This separation means you can:

  • Update middleware without migrating stored data
  • A/B test different agent configurations
  • Keep secrets (API keys) out of the database

Restoration Pattern

# Load persisted state
{:ok, persisted_state} = Conversations.load_agent_state(conversation_id)

# Create fresh agent from code
{:ok, agent} = AgentFactory.create_agent(agent_id: "conv-#{conversation_id}")

# Combine: code config + persisted state
{:ok, pid} = AgentServer.start_link(
  agent: agent,
  initial_state: persisted_state,
  pubsub: {Phoenix.PubSub, :my_pubsub}
)

Registry and Discovery

Agents register with a named Registry:

# Registration happens in AgentServer.start_link
Registry.register(Sagents.Registry, agent_id, %{})

# Discovery
AgentServer.list_running_agents()
# => ["conversation-1", "conversation-2"]

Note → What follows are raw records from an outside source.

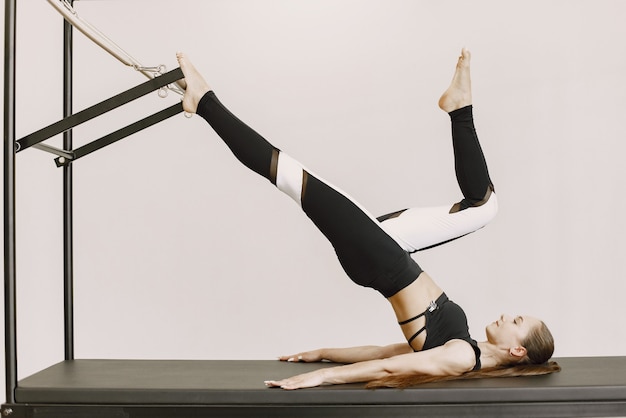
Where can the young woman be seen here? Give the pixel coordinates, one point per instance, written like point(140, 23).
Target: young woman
point(375, 253)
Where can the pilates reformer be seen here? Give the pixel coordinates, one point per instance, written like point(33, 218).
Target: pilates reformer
point(185, 388)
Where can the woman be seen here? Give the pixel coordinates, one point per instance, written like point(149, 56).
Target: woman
point(375, 253)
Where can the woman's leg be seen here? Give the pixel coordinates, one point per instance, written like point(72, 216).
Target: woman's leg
point(369, 256)
point(420, 228)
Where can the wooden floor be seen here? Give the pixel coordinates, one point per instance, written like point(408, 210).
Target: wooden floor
point(594, 386)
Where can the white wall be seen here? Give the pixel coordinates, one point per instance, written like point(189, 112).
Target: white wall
point(182, 253)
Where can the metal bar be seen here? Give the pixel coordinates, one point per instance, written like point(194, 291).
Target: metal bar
point(94, 34)
point(53, 150)
point(99, 109)
point(128, 130)
point(68, 207)
point(10, 311)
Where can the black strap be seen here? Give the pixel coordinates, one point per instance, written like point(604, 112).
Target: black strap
point(98, 109)
point(413, 319)
point(127, 131)
point(416, 334)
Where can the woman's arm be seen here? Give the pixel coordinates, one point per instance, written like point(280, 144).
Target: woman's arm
point(452, 359)
point(351, 354)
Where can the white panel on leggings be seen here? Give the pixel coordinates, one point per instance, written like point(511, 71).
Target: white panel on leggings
point(289, 177)
point(419, 228)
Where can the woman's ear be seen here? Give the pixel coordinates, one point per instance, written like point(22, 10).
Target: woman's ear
point(518, 352)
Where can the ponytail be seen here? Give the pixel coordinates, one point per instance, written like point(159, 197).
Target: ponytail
point(407, 380)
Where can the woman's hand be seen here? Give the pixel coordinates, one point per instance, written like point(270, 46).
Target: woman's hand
point(305, 357)
point(306, 380)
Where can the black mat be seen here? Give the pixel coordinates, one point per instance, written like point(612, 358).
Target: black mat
point(599, 381)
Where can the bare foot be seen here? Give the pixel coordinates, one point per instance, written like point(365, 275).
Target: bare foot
point(194, 84)
point(459, 94)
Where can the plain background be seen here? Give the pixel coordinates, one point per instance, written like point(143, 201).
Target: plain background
point(182, 253)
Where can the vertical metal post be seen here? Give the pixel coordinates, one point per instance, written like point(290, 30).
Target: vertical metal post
point(68, 245)
point(10, 323)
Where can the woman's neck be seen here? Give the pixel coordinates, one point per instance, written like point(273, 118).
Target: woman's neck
point(490, 355)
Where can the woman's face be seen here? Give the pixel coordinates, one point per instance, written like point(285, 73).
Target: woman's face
point(509, 331)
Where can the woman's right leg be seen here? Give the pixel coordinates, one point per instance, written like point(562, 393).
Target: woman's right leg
point(421, 228)
point(366, 252)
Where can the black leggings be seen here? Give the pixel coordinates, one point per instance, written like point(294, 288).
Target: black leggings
point(371, 254)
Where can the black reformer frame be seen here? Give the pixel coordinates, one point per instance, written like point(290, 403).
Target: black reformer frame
point(179, 388)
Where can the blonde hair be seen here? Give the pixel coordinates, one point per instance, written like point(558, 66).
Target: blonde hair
point(539, 344)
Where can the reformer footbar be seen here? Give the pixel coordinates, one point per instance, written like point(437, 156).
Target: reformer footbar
point(159, 80)
point(65, 156)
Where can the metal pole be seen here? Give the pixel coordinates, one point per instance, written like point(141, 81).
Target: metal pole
point(10, 323)
point(68, 244)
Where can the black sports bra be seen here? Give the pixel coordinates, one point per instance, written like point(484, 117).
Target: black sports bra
point(445, 321)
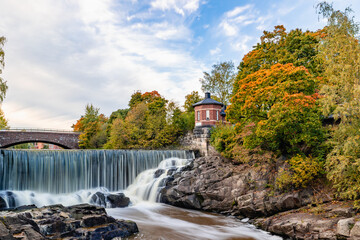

AgentServer.whereis("conversation-1")
# => #PID<0.1234.0>

Supervision Tree

Application Supervisor

 Phoenix.PubSub (:my_pubsub)

 Sagents.Registry

 Sagents.FileSystemSupervisor (DynamicSupervisor)
    FileSystemServer ({:user, 1})      # Scoped independently
    FileSystemServer ({:user, 2})
    FileSystemServer ({:project, 42})  # Can be shared across agents

 Sagents.AgentsDynamicSupervisor (DynamicSupervisor)
    
     AgentSupervisor ("conversation-1")
        AgentServer
        SubAgentsDynamicSupervisor
            SubAgentServer
            SubAgentServer
    
     AgentSupervisor ("conversation-2")
        ...
    
     ...

Flexible Scoping: FileSystemServer lives outside the AgentSupervisor tree, allowing different scoping strategies. For example:

  • User-scoped filesystem: All of a user's conversations share the same files
  • Project-scoped filesystem: Multiple users' conversations on the same project share files
  • Conversation-scoped filesystem: Each conversation has isolated files

Agents reference their filesystem by scope tuple (e.g., filesystem_scope: {:user, 123}), and the FileSystem middleware looks up or starts the appropriate FileSystemServer.

Error Handling

Agent Crashes

If an AgentServer crashes:

  1. Supervisor restarts it
  2. State is lost (unless persisted)
  3. Clients receive {:agent_shutdown, %{reason: :crash}}

To preserve state across crashes, enable auto-save:

AgentServer.start_link(
  agent: agent,
  auto_save: [
    callback: &MyApp.save_state/2,
    interval: 30_000  # Save every 30 seconds
  ]
)

LLM Errors

LLM API errors are handled gracefully:

case LLMChain.run(chain) do
  {:ok, chain} ->
    # Success
    {:ok, extract_state(chain)}

  {:error, chain, reason} ->
    # Broadcast error, keep state intact
    broadcast(:status_changed, :error, reason)
    {:error, reason}
end

Tool Execution Errors

Tool errors are returned to the LLM as tool results:

# If tool function returns {:error, reason}
%ToolResult{
  tool_call_id: call_id,
  content: "Error: #{reason}",
  is_error: true
}

The LLM can then decide how to proceed (retry, ask user, etc.).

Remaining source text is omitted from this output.